Nonetheless, it's tempting to speculate that this might be a year where the Academy wises up to the significant challenges of building characters from scratch, rather than working from a historical template, and to the truth that fictional characters can be as breathtakingly recognizable as historical ones. All the performances rewarded by SAG are to some extent rooted in reality, after all. As George Valentin, Dujardin is channelling a variety of screen actor typified by Douglas Fairbanks without actively impersonating him -- though the performances hinges on at least as much intricately researched physical technique as Michelle Williams's more targeted Monroe.
As late-blooming gay widower Hal in "Beginners," meanwhile, Christopher Plummer treads closest to biopic territory by inheriting the creative ghost of his character from writer-director Mike Mills's own late-blooming gay father: semi-autobiographical the film may be, but the veil of fiction affords room for the whims and rhythms and vocal inflections of the actor's own personality.
Plummer's category, too, features competition in more stiffly defined biopic form -- Kenneth Branagh's amusing if scarcely meticulous Laurence Olivier in "My Week With Marilyn" isn't a threat for the win, but his all-but-automatic nomination proves that old habits die hard in the acting branch. (That said, the performance's scant resemblance to the real Olivier is the most rewarding thing about it: would that more actors cast in such strait-jacketed roles felt as loosely interpretive as Branagh does.)
Should my projection of a biopic-free slate of acting winners hold true next month, it may be nothing more than a fluke, but it'd be a welcome respite nonetheless. Away from concerns of fiction versus non-fiction, it's heartening to see this year's acting races stacked with several performances that don't feel overly calculated as bait, ostentatiously advertising their "degree of difficulty." The Best Actor race is headed by three movie-star performances that make a virtue of the actors' trademark charms, rather than burying them under makeup; the two stragglers in the field rely on subtler dramatics.

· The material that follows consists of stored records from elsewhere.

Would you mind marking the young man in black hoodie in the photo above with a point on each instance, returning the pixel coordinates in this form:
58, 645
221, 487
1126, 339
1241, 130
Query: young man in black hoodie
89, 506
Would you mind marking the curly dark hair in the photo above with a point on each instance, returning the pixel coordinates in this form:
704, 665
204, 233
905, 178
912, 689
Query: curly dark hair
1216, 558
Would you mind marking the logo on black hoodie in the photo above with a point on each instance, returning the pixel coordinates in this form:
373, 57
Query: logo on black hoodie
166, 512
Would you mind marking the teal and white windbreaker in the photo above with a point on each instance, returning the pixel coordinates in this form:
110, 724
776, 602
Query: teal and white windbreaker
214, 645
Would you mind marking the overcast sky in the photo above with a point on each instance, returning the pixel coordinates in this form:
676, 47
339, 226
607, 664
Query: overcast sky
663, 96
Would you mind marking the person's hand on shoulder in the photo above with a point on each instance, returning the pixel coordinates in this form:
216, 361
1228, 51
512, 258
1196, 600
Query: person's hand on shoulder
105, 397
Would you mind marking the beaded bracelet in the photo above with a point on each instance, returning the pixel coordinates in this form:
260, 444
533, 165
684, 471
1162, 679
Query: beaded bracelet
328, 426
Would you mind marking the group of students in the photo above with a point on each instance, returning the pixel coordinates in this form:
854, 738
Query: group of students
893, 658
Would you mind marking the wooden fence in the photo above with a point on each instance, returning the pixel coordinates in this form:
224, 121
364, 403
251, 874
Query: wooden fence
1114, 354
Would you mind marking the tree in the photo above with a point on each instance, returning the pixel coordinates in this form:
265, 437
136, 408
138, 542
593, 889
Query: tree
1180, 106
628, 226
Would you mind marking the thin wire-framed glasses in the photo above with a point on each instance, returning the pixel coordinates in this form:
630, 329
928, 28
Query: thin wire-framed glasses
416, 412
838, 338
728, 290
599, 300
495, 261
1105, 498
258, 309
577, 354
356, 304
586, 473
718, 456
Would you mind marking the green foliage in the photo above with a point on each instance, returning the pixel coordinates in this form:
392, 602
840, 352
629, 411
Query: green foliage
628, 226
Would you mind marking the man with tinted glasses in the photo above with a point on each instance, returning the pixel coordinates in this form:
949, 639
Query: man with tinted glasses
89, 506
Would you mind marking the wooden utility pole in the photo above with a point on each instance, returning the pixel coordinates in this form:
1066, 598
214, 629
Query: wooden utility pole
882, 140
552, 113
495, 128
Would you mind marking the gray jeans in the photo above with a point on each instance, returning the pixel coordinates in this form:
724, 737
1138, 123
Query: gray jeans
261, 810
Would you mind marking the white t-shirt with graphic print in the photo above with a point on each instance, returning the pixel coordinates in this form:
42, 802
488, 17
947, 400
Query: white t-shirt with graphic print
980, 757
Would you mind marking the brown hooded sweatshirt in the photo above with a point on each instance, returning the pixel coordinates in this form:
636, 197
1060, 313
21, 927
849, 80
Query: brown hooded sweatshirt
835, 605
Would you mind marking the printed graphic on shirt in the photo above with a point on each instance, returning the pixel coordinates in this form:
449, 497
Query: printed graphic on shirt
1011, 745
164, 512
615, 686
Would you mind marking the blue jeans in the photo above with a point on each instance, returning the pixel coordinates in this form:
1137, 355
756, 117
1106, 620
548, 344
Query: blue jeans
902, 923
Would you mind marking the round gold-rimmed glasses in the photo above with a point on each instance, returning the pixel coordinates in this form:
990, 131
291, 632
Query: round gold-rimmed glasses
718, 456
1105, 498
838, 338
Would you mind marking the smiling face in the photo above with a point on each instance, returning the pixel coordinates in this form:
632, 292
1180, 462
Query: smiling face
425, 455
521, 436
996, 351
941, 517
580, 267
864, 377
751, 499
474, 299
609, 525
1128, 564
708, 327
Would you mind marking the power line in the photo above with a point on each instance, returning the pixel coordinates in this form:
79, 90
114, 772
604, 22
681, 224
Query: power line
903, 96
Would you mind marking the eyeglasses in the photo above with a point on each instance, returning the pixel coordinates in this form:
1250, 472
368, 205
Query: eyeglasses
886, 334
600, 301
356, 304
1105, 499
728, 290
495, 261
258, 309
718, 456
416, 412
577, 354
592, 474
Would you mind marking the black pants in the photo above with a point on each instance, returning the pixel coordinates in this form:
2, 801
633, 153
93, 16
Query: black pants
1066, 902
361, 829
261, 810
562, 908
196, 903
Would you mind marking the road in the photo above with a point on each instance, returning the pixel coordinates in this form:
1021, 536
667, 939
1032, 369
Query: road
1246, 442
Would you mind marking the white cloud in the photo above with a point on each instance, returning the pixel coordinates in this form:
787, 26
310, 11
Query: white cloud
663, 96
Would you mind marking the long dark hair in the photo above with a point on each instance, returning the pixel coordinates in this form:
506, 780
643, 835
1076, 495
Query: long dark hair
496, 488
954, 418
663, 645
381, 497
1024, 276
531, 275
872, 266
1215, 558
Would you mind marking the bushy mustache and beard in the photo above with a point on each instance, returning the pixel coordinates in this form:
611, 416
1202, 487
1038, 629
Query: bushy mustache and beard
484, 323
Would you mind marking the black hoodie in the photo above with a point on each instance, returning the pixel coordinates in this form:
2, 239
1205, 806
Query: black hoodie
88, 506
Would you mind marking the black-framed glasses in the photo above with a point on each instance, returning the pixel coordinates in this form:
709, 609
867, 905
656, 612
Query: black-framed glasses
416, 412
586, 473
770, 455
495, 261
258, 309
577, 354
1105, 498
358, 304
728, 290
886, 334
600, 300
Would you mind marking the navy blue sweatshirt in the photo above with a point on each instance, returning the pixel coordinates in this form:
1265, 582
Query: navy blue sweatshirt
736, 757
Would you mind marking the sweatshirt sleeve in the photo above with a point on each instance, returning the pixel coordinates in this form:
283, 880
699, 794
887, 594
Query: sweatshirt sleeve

It's interesting -- and, with due respect to a hard-working actor, encouraging -- that Leonardo DiCaprio couldn't crack this unusually low-key field for his effortfully transformative, latex-swaddled biopic turn in Clint Eastwood's catatonic "J. Edgar," a performance that in most years would slot neatly onto the ballot even if nobody liked the film. (Just two years ago, after all, "Invictus" managed two acting nods before limping off to the prestige graveyard.) Every race has its own quirks and obstacles, making unwise to draw any conclusions about voting trends going forward. But while people frequently talk admiringly of actors "losing themselves" in roles -- the stock response to expert biopic work -- it's nice to see some appropriate respect this year for actors finding themselves in roles instead.